Re: Art, Environment and Architecture

Anders Sandberg (asa@nada.kth.se)
29 Sep 1999 11:02:10 +0200

Phil <flick@populus.net> writes:

> > In my roleplaying scenario there is a situation just like this: a new
> > colony planet, colonized by colonists using advanced automation and
> > AI. There are currently 300 people on the entire planet (and many,
> > many more AIs), with a grandiose capital and several outlying
> > settlements, holiday resorts, monuments and an internet with a huge
> > bandwidth. The AIs simply build more stuff to amuse themselves ("Let's
> > make a Mount Rushmore out of that mountain range! We can put images
> > of all the colonists on the rockfaces... hmm, maybe we could carve in
> > our own source code while we are at it!" "The Mary Infiltration
> > Project could of course work out of New Stockholm, but why not build
> > it a base of its own? I'm itching to try out the Stalinist style on
> > the Northern tundras."). It's rather fun to describe this
> > "Mega-Brasilia" - empty highways, grandiose gardens, a 400 floor
> > skyscraper built like an exponential function with just a single
> > office in use.
>
> Why are there only "300 people"? What is a person in this scenario,
> anyway? Why are there "colonists"? There could just be a probe that
> landed, and constructed people as they were needed for the civilization
> it was building.

Not given the assumptions of the scenario (see http://www.nada.kth.se/~asa/Game/BigIdeas), which assume a fairly "low" level of technology at least at the start. But things are definitely moving in a singularity-like direction - building people from scratch is still a bit hard (but look at the description of the planet Ridgewell), but nanotech, AI, bionics and cognitive engineering are changing things fast.

As for why 300 people, the main reason is logistics. The people responsible for the colony were in a big hurry, and while they wanted to put a lot of people there, they just had the time to send some basic technicians and a lot of automation/AI to the planet. The reason for the colony was actually as a kind of hidden base to escape to if a crisis got out of hand (the nanoinfection I mentioned in the "Constitutional effects of nanowarfare" thread).

> I'm not saying this would be a good thing. I'm asking whether there is
> a place for "people" as we know them in this scenario.

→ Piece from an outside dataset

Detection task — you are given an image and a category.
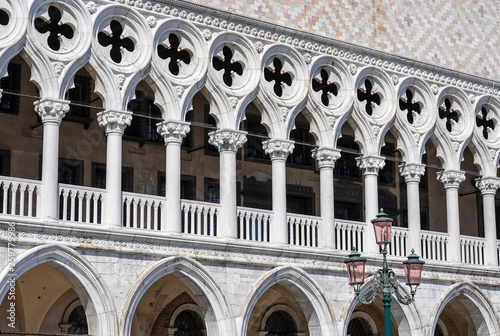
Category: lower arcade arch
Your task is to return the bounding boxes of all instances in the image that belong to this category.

Depends on who you ask. Many of the people on the colony are redundant given the level of AI activity, they merely act as token humans (on the colony board of directors there are three humans and eleven AIs). Still, they provide a good sanity check for many of the stranger AIs, who have trouble understanding the physical world and propose lots of things that make sense if you are a cluster of knowledge-agents living in a semantic network, but no sense in the real world.

On other planets, humans and AI are developing in a more or less symbiotic fashion; on one planet people often grow up with an AI mentor and it is becoming quite common to implant the mentor into a bionic interface, and other people try to form human-AI-alien symbiotic group minds. Humans are not obsolete *yet*, but CogniTech Inc, Nextstep Foundation, The Faithful of St. Teilhard and the others are working on the problem.

The fun thing with this scenario is that I can use my players as a kind of parallel AI computer to come up with clever reactions and ideas to the issues I put into it; this way I get ideas usable for more "real" studies.

> Wouldn't people be just another resource to allocate and deallocate,
> like heap space, as they were needed or desired (by what, I'm not
> sure)?

Well, look at the description of the asteroid Mary (a nice little Orwellian state) where people are "stored" cryonically until their continued life becomes affordable. One could imagine an "improvement" of their system with experts being reanimated as needed.

And of course, the economic forces in this world are regarding humans as a (valuable) resource; they are certainly allocated and deallocated by the market.

-- 
-----------------------------------------------------------------------
Anders Sandberg                                      Towards Ascension!